High-Dimensional Data in Biology | Statistical Society of Canada

High-Dimensional Data in Biology
Chair: Yutaka Yasui (University of Alberta)
[PDF]

KAREN A KOPCIUK, Alberta Health Services - Cancer Care Sample Size Estimation Methods for NMR Metabolomics Data [PDF]: Typical projection-based methods used to analyze metabolomics data, such as Partial Least Squares Regression, do not have statistical inference methods or the corresponding sample size methods. To overcome this study planning limitation, we investigated sample size estimation approaches for high dimensional microarray data for their suitability with NMR metabolomics data. Simulation studies compared three methods across a number of relevant data features. Simulation study results and an application to a pancreatic cancer data set suggested two methods could be used for sample size estimation of NMR metabolomics data. Future work will investigate these methods with mass spectrometry metabolomics data.
TOBY KENNEY, Dalhousie University A Generalized Codon-based Model of Nucleotide Substitution for Protein-coding DNA Sequences [PDF]: A generalized codon-based model for protein-coding DNA sequences is proposed for phylogenetic analysis. This model framework provides a unified framework for existing codon (or DNA or amino acid) models. Furthermore, it offers greater flexibility in the choice of rate matrix, allowing existing models to be easily extended to incorporate more of the possible driving forces in molecular evolution, such as structure information and amino acid properties. We provide a software package called Codon Optimal Likelihood Discoverer (COLD) to implement these proposed generalized codon models. We demonstrate how our model framework allows model selection based on standard likelihood theory.
HONG GU, Dalhousie University Estimation of Darwinian Positive Selection Using Generalized Codon-based Models [PDF]: The generalized codon-based model for protein-coding DNA sequences offers great flexibility in the choice of rate matrix and significantly improves the goodness-of-fit. We further develop the mixed model approach for this type of model by allowing random effects on one or more parameters across the amino acid sites. By allowing random effects on the parameter that estimates the nonsynonymous change rate on different sites, generalized codon-based models include as special cases the M-series models in Yang et al (2000). We demonstrate the more accurate estimation of heterogeneous selection pressure at amino acid sites, comparing to the estimation by M-series models.
THIERRY CHEKOUO TEKOUGANG, Université de Montreal Statistical View of Popular Biclustering Algorithms [PDF]: Recently, several biclustering algorithms have been proposed to reveal submatrices of the data matrix whose rows exhibit similar behaviour across a set of columns, and conversely. These have important applications to gene expression analysis, for example, to find genes that are co-regulated across a subset of conditions. Few of these algorithms are based on explicit models. This work proposes some underlying statistical models associated with some of the most popular biclustering algorithms. It shows that these algorithms can be justified within a Bayesian framework and can be derived from Bayesian computational techniques.
DENA GIVARI, University of Guelph On the Application of a Bayesian Infinite Mixture Modelling [PDF]: In microarray analyses, genes are expressed to varying levels across different cellular conditions. It is believed that the identification of gene with similar expression patterns across conditions demonstrating variable temporal, developmental, topographical, histological and physiological patterns will give insight to their biological functions. The aim is to create clusters which hold genes whose expression levels are inter-related at various conditions. We further develop a recent algorithm based on the Bayesian infinite mixture model; in particular we allow for non-isotropic covariance matrices in order to better reflect reality. Our algorithm is discussed and illustrated on simulated and real data.

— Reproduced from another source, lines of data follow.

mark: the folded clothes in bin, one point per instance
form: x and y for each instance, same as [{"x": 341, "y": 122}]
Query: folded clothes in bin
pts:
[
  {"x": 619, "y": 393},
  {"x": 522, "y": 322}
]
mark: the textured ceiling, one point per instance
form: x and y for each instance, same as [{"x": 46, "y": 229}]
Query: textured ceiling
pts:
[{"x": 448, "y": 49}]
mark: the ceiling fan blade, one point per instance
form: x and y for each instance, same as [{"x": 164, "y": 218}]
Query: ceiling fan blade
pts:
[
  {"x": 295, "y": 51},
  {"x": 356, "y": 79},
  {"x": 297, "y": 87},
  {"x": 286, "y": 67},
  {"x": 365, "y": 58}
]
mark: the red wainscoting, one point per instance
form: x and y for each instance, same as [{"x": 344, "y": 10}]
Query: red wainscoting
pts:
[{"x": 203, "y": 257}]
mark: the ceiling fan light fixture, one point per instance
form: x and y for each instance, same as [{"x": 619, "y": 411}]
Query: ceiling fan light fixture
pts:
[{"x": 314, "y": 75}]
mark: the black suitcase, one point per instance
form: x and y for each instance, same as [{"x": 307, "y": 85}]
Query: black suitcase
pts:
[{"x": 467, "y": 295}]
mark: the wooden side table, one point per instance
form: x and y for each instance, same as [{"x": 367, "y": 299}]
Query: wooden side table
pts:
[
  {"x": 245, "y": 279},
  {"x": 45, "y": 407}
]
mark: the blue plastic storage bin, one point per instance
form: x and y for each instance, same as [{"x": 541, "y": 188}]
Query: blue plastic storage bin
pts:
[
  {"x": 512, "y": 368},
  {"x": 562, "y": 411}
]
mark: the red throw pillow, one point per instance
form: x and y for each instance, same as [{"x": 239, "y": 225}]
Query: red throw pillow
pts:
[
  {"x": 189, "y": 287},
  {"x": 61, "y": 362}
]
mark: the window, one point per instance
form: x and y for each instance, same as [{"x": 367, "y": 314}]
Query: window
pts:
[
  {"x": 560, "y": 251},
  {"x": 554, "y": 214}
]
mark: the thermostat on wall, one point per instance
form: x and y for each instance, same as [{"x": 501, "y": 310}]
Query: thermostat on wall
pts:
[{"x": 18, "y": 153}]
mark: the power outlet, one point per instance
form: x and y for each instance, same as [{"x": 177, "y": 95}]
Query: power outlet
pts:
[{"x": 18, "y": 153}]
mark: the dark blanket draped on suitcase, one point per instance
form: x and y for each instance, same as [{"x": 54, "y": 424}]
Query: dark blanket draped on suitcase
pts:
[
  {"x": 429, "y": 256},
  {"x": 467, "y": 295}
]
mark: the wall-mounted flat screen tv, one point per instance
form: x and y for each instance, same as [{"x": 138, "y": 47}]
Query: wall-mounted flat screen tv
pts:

VAHID PARTOVI NIA, McGill University Agglomerative Bayesian Biclustering [PDF]: In many biological domains such as metabolomics, proteomics, and genetics a data matrix with subjects in rows and variables in columns is produced. For such data simultaneous clustering of subjects and variables, called biclustering, is of interest. For instance, in gene expression data, clustering subjects reflects which subjects have similar genetic make up, and clustering genes reflects which genes might function similarly on the measured subjects. We suggest a fully-automatic biclustering algorithm using a Bayesian model which does not require knowledge about the number of partitions. Furthermore, agglomerative method produces a graphical representation of biclusters through dendrogram.